(Reuters) - Semiconductor startup Groq said on Monday it has raised $640 million in a Series D funding round led by Cisco (NASDAQ:CSCO) Investments, Samsung (KS:005930) Catalyst Fund and BlackRock (NYSE:BLK) Private Equity Partners, among others, bringing its valuation to $2.8 billion.
The Silicon Valley firm, founded by a former Alphabet (NASDAQ:GOOGL) engineer, specializes in producing AI inference chips - a type of semiconductor that optimizes speed and executes commands of pre-trained models.
Besides big firms such as Advanced Micro Devices (NASDAQ:AMD), many startups including Groq have been trying to nibble away at Nvidia (NASDAQ:NVDA)'s dominant position in the booming AI chip industry.
Last year, Groq adapted Meta Platforms (NASDAQ:META)' large language model, LLaMA, to be able to run on its own chips rather than those of Nvidia's. Meta researchers built LLaMA using Nvidia's chips.

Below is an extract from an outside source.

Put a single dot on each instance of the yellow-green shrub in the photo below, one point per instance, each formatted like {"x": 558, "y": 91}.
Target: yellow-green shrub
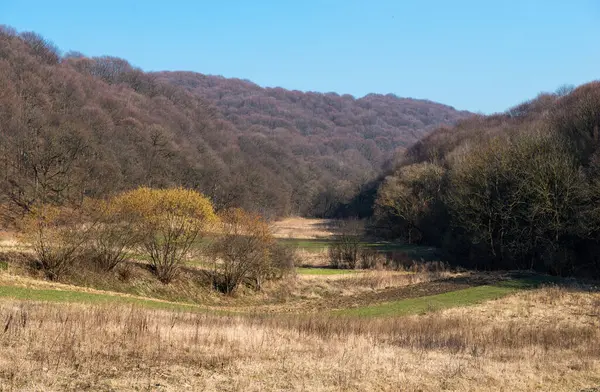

Cloud service providers racing to develop their own AI products are also seeking alternatives to Nvidia's top-of-the-line processors due to high demand but limited supply.
In 2021, Groq was valued at $1.1 billion after a funding from Tiger Global Management and D1 Capital.
"Groq will use the funding to scale the capacity of its tokens-as-a-service (TaaS) offering and add new models and features to the GroqCloud," the company said about the latest round of funds.
Groq will deploy more than 108,000 Language Processing Units manufactured by Global Foundries by the end of the first quarter of 2025.
Groq has also announced the appointment of Stuart Pann, a former senior executive at Intel (NASDAQ:INTC) and HP Inc (NYSE:HPQ), as its chief operating officer, while Meta's chief AI scientist Yann LeCun was named its newest technical adviser.